En términos concretos, la experiencia de países vecinos ilustra las consecuencias de postergar ajustes. Cuando Chile enfrentó presiones similares en 2022, la postergación de reformas tributarias derivó en un aumento de la prima de riesgo soberano que encareció el financiamiento externo. Uruguay, al mantener un perfil de deuda más favorable, dispone de margen, pero ese margen se reduce si el ratio deuda-PIB no continúa descendiendo de manera constante.
Impactos en la formulación de políticas públicas
La presencia de Georgieva en las Jornadas Anuales de Economía organizadas por el Banco Central del Uruguay y sus reuniones con representantes del sector privado amplían el alcance del diálogo más allá del equipo económico. Las recomendaciones sobre eficiencia tributaria pueden traducirse en modificaciones al régimen de incentivos fiscales que hoy benefician a sectores exportadores y zonas francas. Cualquier cambio en esos instrumentos afectaría decisiones de inversión de mediano plazo y podría alterar la composición del crecimiento hacia actividades de mayor valor agregado.
En el plano monetario, el perfeccionamiento de instrumentos de política podría reforzar la capacidad del Banco Central para mantener la inflación dentro del rango meta sin recurrir a intervenciones discrecionales.
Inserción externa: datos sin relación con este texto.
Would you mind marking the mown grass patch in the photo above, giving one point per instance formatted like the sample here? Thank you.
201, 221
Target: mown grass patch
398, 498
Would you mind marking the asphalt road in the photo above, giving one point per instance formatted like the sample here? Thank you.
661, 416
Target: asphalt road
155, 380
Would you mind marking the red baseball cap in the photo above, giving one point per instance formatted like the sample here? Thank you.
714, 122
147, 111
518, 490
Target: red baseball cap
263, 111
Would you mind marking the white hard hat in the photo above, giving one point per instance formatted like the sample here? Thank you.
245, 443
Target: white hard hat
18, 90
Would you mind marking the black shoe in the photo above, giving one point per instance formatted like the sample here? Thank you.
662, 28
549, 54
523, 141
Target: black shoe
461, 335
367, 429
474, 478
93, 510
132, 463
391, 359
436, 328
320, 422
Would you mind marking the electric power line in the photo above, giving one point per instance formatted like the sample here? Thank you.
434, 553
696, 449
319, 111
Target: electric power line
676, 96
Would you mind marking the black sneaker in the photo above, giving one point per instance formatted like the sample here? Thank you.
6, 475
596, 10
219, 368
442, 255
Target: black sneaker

La experiencia de Colombia entre 2018 y 2023 demuestra que una mayor transparencia en las reglas de intervención cambiaria reduce la volatilidad de los flujos de capital y mejora la transmisión de la tasa de interés de política.
Dimensiones regionales y de largo plazo
La visita también proyecta señales hacia el resto de América del Sur. En un momento en que varios países de la región enfrentan restricciones de acceso a mercados de capitales, el hecho de que Uruguay reciba asistencia técnica sin un programa de financiamiento de emergencia refuerza su imagen de economía resiliente. Esta percepción puede facilitar futuras emisiones de deuda en condiciones más favorables y atraer inversión extranjera directa orientada a proyectos de infraestructura y energías renovables.
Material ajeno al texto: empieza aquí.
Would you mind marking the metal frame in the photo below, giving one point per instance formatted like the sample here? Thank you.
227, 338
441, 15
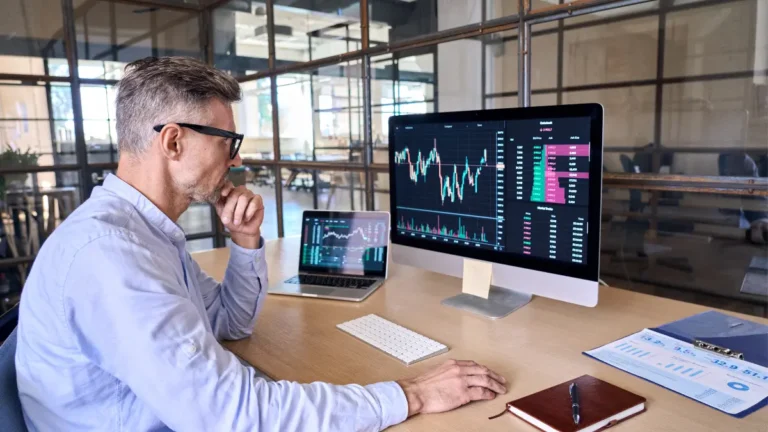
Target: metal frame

A nivel social, el énfasis del FMI en un desarrollo más inclusivo coincide con prioridades del gobierno de Orsi en materia de gasto social focalizado. Sin embargo, la sugerencia de moderar la masa salarial pública genera tensiones con sindicatos del sector estatal que ya han manifestado resistencia a recortes. El equilibrio entre disciplina fiscal y cohesión social dependerá de la capacidad de rediseñar programas de transferencia para que mantengan su efectividad sin expandir el déficit estructural.
La trayectoria de Uruguay en las últimas dos décadas muestra que la combinación de prudencia fiscal y acumulación de reservas permite sortear crisis externas sin sacrificar objetivos de inclusión. La visita de Georgieva ofrece una oportunidad para alinear las recomendaciones técnicas con esa trayectoria histórica, siempre que las autoridades locales traduzcan las sugerencias en reformas graduales y políticamente viables que preserven la resiliencia alcanzada.